Green Magic and Solid Objects

In a perhaps doomed effort to stimulate myself to post more regularly, I am going to undertake to enrich the lives of those hapless few who find themselves dallying here, by suggesting certain nourishing literary endeavors. 

Hrrumph. Sorry. I have been reading Jack Vance again. It is, of course, impossible for anyone who is not Jack Vance to write like Jack Vance, but it is also impossible to resist attempting to do so. Clearly, I have failed on both counts. 

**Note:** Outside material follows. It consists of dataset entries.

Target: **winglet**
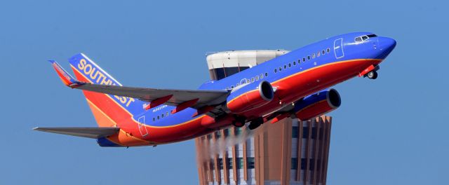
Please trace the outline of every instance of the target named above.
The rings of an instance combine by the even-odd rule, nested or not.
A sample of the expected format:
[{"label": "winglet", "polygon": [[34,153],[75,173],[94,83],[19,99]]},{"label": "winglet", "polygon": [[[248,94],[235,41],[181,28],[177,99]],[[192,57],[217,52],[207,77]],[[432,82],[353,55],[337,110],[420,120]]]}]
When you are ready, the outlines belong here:
[{"label": "winglet", "polygon": [[76,81],[75,78],[70,76],[70,74],[64,70],[64,69],[58,62],[56,62],[56,61],[48,60],[48,62],[51,63],[51,65],[55,69],[55,71],[56,71],[58,76],[59,76],[60,78],[61,78],[61,81],[64,84],[65,84],[65,85],[74,88],[83,83]]}]

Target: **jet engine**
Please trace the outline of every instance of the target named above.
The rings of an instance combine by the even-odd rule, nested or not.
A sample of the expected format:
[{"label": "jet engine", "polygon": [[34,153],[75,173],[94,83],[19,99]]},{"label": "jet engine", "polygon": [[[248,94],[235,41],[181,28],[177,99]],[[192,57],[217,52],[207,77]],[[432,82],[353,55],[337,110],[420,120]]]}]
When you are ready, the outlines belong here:
[{"label": "jet engine", "polygon": [[341,103],[336,90],[324,90],[295,102],[294,112],[300,120],[308,120],[335,110]]},{"label": "jet engine", "polygon": [[262,81],[254,87],[248,84],[234,89],[227,97],[227,108],[233,113],[239,114],[263,106],[274,97],[274,91],[269,82]]}]

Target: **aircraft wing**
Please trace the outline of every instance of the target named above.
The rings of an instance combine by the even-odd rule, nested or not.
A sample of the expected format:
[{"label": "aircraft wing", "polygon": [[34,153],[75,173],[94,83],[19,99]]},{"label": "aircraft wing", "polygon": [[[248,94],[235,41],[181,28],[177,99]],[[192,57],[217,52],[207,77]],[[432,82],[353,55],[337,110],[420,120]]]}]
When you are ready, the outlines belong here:
[{"label": "aircraft wing", "polygon": [[151,102],[150,107],[165,104],[180,107],[195,109],[215,107],[224,102],[230,91],[204,90],[173,90],[145,88],[133,88],[110,85],[93,84],[76,80],[54,60],[49,61],[61,81],[72,88],[81,89],[100,93],[137,98]]},{"label": "aircraft wing", "polygon": [[35,128],[34,130],[98,139],[114,135],[119,128]]},{"label": "aircraft wing", "polygon": [[115,86],[81,83],[74,88],[112,95],[129,97],[151,102],[167,97],[163,104],[177,106],[183,102],[196,100],[190,107],[195,109],[213,106],[226,101],[227,90],[173,90]]}]

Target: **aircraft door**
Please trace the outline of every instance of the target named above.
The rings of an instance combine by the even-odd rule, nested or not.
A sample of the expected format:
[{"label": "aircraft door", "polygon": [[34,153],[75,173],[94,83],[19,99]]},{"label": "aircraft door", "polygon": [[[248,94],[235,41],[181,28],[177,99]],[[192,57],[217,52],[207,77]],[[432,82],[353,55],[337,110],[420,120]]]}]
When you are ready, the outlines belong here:
[{"label": "aircraft door", "polygon": [[145,127],[145,116],[139,117],[138,121],[139,122],[138,125],[140,135],[142,135],[142,137],[145,137],[148,135],[148,130],[147,130],[147,127]]},{"label": "aircraft door", "polygon": [[334,41],[334,53],[336,58],[344,57],[343,52],[343,39],[340,38]]}]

Those of you who have read more than a few of my books may have noticed that one of the recurring themes in my work is the careful examination of my own navel.* That is, I like to write about the thing I am writing about in a manner analogous to a painter painting an image of a painter painting. Allow me to avoid making myself clear. 

Two short stories that I love, and revisit often, are “Green Magic,” by Jack Vance, the tale of an ambitious magician who seeks to expand himself beyond his mortal capabilities, and “Solid Objects,” by Virginia Woolf, a story about a young politician whose life is changed by the discovery of a lovely lump of driftglass. Essentially, they are the same story seen through different ends of the telescope. 

Both are allegories concerning the creative process—at least as I read them. Both are brilliant. Both are available free online: 

Green Magic 


Solid Objects

 *Speaking of navels…on the morning after after our first date, Mary Logue called her sister to make a report. “He has an Audi,” she mentioned, referring to my car. Mary’s sister, hearing the word outie, said, “You learned that on your first date?”